The third patient admitted and the first female patient was recorded as “Annie M. Kirkland.” She was a 37 year-old widow from Orange County, North Carolina. The supposed cause for her admission was “domestic troubles,” and she was diagnosed with “mania.” She had been suffering from this condition for ten years. The right-hand side of the ledger revealed that she was a patient in the asylum for thirty-three years, eight months, and twenty-nine days, dying there in 1890 from influenza and heart failure. The notes field indicates that a great aunt was also insane.
As we have learned, reconstituting the lives of individuals admitted to the asylum requires that we remove them from one archive (that of the asylum) and to trace them through another: the unbounded digital “anti-archive” of genealogy and family history—some 17 billion records in Ancestry.com alone. An initial search for “Annie M. Kirkland,” based on the scant information in the admissions ledger, revealed that her identity was cloaked under that of her husband: Alexander Kirkland. She was a much more prominent figure in her own right: a member of the Cameron family, one of the most affluent and influential families of the nineteenth century in North Carolina. The “main street” of the UNC Chapel Hill campus is named for Anna’s cousin, Paul Cameron, who inherited the largest plantation in the state along with the 900 human beings owned by his father, Duncan Cameron.

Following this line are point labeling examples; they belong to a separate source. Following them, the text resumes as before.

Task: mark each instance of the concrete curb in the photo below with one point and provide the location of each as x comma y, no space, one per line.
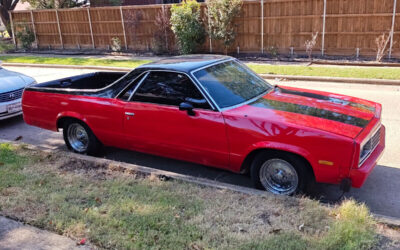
265,76
390,221
333,79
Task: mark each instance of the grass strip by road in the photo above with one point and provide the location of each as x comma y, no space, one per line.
80,61
388,73
120,209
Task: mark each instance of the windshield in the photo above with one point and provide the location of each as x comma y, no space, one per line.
231,83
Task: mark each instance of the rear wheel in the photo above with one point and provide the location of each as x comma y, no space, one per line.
79,138
279,173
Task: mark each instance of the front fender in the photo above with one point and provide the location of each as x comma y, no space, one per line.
283,147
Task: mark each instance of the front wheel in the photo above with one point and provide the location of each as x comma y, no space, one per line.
79,138
279,173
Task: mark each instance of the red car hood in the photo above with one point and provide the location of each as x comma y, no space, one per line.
339,114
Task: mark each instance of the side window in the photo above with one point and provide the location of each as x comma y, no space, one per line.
127,92
169,88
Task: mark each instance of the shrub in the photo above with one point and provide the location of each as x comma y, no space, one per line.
187,26
309,44
133,19
5,46
353,229
163,26
221,15
26,37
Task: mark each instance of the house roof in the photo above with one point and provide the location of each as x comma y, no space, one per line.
185,63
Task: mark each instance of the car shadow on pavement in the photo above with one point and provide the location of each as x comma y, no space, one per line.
380,191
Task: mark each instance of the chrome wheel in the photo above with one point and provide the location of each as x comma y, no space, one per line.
78,138
279,177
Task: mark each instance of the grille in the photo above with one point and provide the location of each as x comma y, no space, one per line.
370,146
11,96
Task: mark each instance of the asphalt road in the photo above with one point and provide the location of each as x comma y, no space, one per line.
380,192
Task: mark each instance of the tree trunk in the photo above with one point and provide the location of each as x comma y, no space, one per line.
5,18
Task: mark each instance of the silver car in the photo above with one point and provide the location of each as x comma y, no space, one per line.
12,85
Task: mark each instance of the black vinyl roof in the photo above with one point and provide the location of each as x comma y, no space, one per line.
184,63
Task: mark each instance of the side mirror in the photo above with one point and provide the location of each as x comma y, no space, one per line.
185,106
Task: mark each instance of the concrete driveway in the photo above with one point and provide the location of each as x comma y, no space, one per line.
380,192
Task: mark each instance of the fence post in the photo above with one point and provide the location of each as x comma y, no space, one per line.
12,29
34,30
262,26
209,28
59,30
91,30
123,27
323,30
392,30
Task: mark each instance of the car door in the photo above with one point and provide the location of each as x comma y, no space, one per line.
155,124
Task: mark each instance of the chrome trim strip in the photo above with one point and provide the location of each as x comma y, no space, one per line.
248,101
85,90
372,134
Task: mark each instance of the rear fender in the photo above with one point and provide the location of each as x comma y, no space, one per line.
71,114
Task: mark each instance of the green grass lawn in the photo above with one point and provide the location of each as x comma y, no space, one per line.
342,71
118,209
73,61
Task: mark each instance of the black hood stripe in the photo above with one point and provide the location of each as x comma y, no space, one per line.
327,98
311,111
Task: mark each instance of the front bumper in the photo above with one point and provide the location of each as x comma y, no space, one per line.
359,175
4,112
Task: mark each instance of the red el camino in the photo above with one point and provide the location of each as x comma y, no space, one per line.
215,111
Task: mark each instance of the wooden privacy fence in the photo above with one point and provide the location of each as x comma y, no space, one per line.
345,27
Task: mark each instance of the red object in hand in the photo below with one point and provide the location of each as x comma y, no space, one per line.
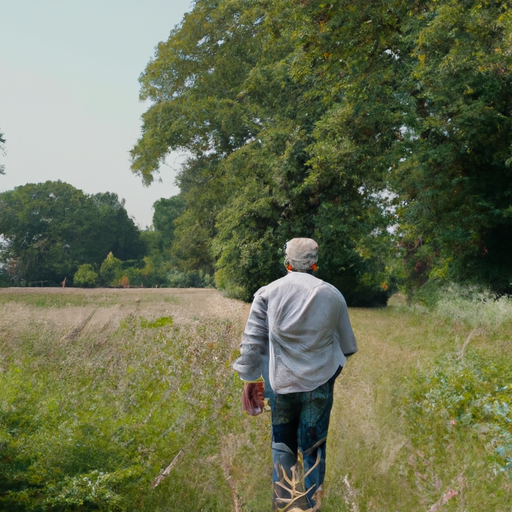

The papers of the Cameron Family—all 33,000 pieces of it—are held by UNC’s Southern Historical Collection, but Anna Cameron is buried in the collection underneath business letters, bills of sale, legal documents documenting the lives of her male relatives. There is an academic history of the Cameron and Benehan families, but Anna doesn’t warrant more than a mention. Lucas Kelley, then a PHD student in History and a graduate research fellow in the CHW, spent the better part of a year searching through the collection for any letters by, to, or about Anna Cameron. He discovered more than one hundred, some of which provide extraordinary glimpses into the experience of madness from a privileged, well-educated (for the times), articulate woman.
Contrary to stereotypes of relatives having female family members committed to insane asylums through subterfuge or against their will, ten years prior to her admission to Dix, Anna Cameron requested funds from her cousin to provide for an extended stay at the Western Insane Asylum in Staunton, Virginia, to be treated by prominent “alienist” Francis Stribling. Stribling’s papers, held by the State Library of Virginia, include his correspondence with Anna’s mother and her uncle Duncan Cameron, who, we believe, paid for her treatment. The letters also reveal that far from being a family secret, her chronic bouts of depression were well-known and sympathized with by the state’s most prominent families, including that of Governor John Motley Morehead, who commissioned the design and construction of Dix Hospital.
In 2021 Leah Tams further curated the Anna Cameron Kirkland letters in preparation for their being added to the Odum Institute Dataverse portal. She also created a chronological narrative to accompany the letters, which is available upon request. An agreement with UNC Libraries (Southern Historical Collection) allows for photographs of the original letters and transcriptions to be accessed via Dataverse.